Five men discover that it’s easier to commit the perfect crime than it is to get away with it! Hubert Cornfield depicts his characters in motion like obligate ram ventilators, drawing their very essence from the ether of movement. When the characters pause, they begin to suffocate in a thick atmosphere of anxiety and tensions. Legendary DP Ernest Haller lights this rain-soaked noir in low-key, highlighting the rain like piercing arrows completing their arcs, and frames the hardened anxious men in close-up and two-shots, which propels the story as we get emotionally closer to this quintet.

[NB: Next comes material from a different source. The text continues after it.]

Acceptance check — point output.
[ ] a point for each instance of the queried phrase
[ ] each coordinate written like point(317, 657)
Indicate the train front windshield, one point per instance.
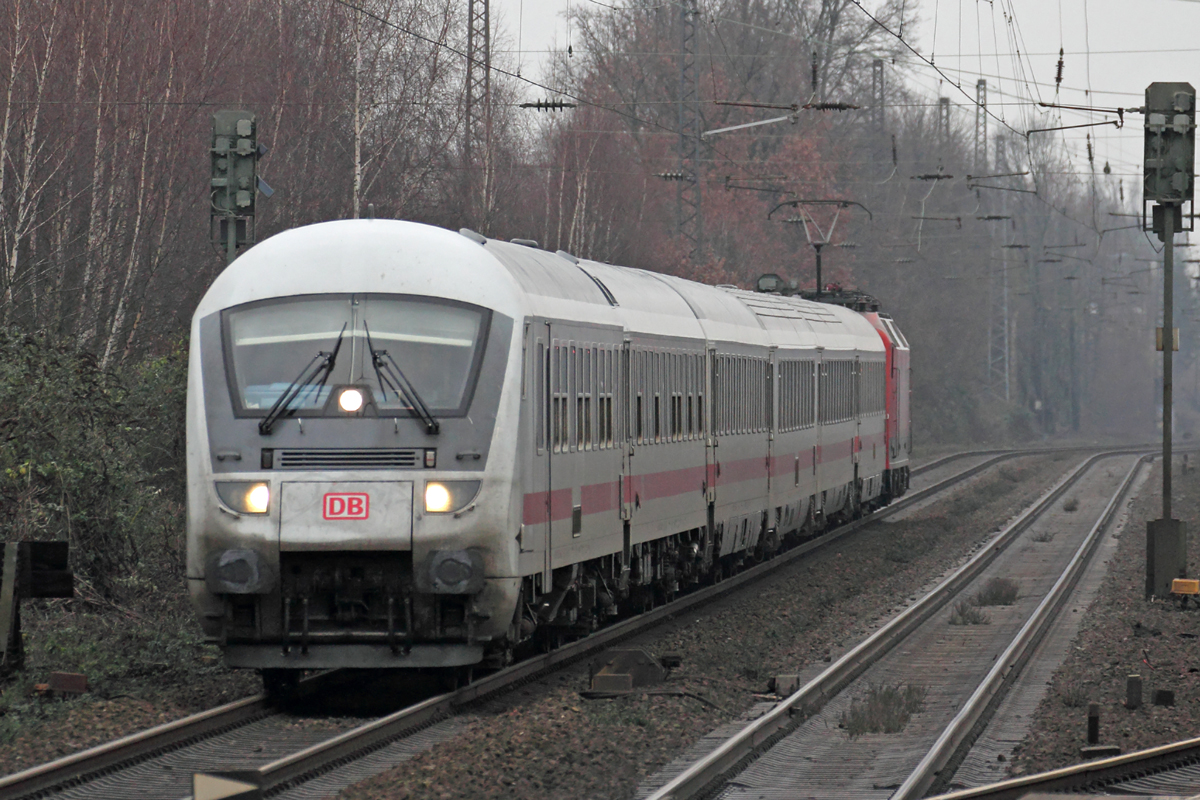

The opening moments depict the highway's racing white lines as strident music underscores the credits, setting a fast and furious tone. We soon witness two trucks speeding through a rainstorm, with five men heading towards an unknown fate. There is no introduction to these characters as we come into a story that is nearing completion, and we wonder why two of these men sit in the back of a box truck with an unknown substance suspended by springs and pulleys. It obvious this must be nitroglycerin, and they are about to heist some unspoken cargo. They rob a train of ten million dollars in US Mint gold bars, and everything goes perfectly according to plan. But this isn’t the story. The tale is in the getaway and their plan to cross the country in separate trucks full of gold bullion while the entire nation is looking for them!
Eddie (Gene Raymond) is the hard yet soft spoken leader, a man pulling his first and last robbery. The other gang members include Skeets (Elisha Cook Jr.), Munson (Wayne Morris), Roly (Stafford Repp), and Frankie (Steven Ritch). Eddie’s gal Fran (Jeanne Cooper) ain’t no femme fatale as she an active member who appears in the third act. The film allows minimal exposition of each character, their hopes, fears, and dreams of the big payoff, and the casting is perfect as each seems to be compassionate and humane, even if they have felony rap sheets. When a murder of an innocent witness happens, it’s gut wrenching and done without sadistic pleasure. As they split into three groups to meet in LA, only one group makes it. At least Elisha Cook survives this film!
Once Eddie and Frankie are in LA, Fran helps them smelt their third of the gold into car parts (hubcaps, bumpers, and such) and then install these parts onto a luxury Cadillac! What a great fucking plan! Sure to get past any checkpoint. But what is their ultimate scheme? Even if they board the boat to Lisbon, how do they convert solid gold to cash without drawing attention? Ultimately, they need not worry long term because the LA Freeway traffic is bumper to bumper.